How to Sit Still For Meditation
Whilst discussing the practice of sitting still, one of the distinguished meditation teachers, the Zen master Shunryu Suzuki, used to allege that the finest way to show a snake its true nature is to put it in a hollow stick of bamboo.
Take a moment and afford this extraordinary metaphor some thought. What could he have possibly had in mind by it?
Well, think that you’re a snake in bamboo. What does it feel like? Every time you attempt to slither, which is after all what snakes like to do, you bump against the walls of your straight as-an-arrow home. If you pay attention, you begin to observe how slippery you actually are.
In the same way, sitting in a certain position and holding your body comparatively still furnishes a stick of bamboo that mirrors back to you every impulse and distraction.
You begin to see how restless your body can be – and how overactive your mind, which is really the root of your body’s restlessness. “Perhaps I should scratch that itching or respond to that phone or run that errand.”
For every plan or purpose, there’s a comparable impulse in your muscles and skin. But you’ll never discover all this activity unless you sit still.
The strange thing is, you can sit in the same position for hours without observing it when you’re happily absorbed in some favourite activity like watching a film or surfing the Net or working at a hobby.

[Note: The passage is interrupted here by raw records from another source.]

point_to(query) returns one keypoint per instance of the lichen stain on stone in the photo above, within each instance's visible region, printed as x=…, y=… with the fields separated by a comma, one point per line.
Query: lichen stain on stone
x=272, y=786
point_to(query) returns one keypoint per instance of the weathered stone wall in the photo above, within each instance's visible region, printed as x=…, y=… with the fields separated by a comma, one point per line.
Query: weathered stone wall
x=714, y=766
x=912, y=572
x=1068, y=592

But attempt to do something you feel tedious or unpleasant – particularly an activity as strange and foreign as turning your attention back on yourself and observing your own breath or paying attention to your own sensations – and abruptly every minute can appear like an hour, every ache can seem like an ailment of life threatening proportions, and every item on your to-do list can take on overwhelming urgency.

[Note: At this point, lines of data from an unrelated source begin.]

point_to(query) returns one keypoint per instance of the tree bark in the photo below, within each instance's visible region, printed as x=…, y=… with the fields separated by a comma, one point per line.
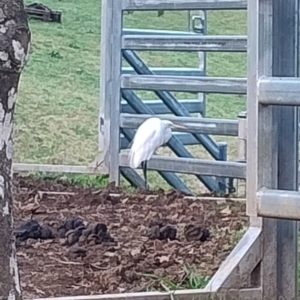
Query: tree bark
x=14, y=50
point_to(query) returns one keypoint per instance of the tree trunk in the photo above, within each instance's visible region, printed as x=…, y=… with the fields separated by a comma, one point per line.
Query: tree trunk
x=14, y=49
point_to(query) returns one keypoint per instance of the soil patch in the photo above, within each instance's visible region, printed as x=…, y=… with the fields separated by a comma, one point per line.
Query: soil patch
x=75, y=241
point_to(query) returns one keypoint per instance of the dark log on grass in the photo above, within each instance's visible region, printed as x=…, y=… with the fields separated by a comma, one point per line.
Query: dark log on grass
x=14, y=49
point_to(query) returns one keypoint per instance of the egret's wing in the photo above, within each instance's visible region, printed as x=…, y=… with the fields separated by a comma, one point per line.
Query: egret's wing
x=147, y=139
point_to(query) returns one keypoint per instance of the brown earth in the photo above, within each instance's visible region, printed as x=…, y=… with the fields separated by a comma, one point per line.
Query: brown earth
x=137, y=235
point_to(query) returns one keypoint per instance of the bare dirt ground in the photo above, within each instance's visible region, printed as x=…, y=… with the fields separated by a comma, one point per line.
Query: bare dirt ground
x=87, y=241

When you’re perpetually behaving and responding in reply to ideas and outside stimulus, you don’t have a opportunity to get to know how your mind works. By sitting still like the snake in bamboo, you have a mirror that shows you just how slippery and evasive your mind can be.
Keeping still also gives you a enormous edge when you’re working at developing your concentration. Imagine a heart surgeon or a concert pianist who can’t calm down her body while plying her craft.
The fewer physical distractions you have, the easier it becomes to follow your breath, practise your mantra — or whatever your meditation happens to be.
No related posts.
Related posts brought to you by Yet Another Related Posts Plugin.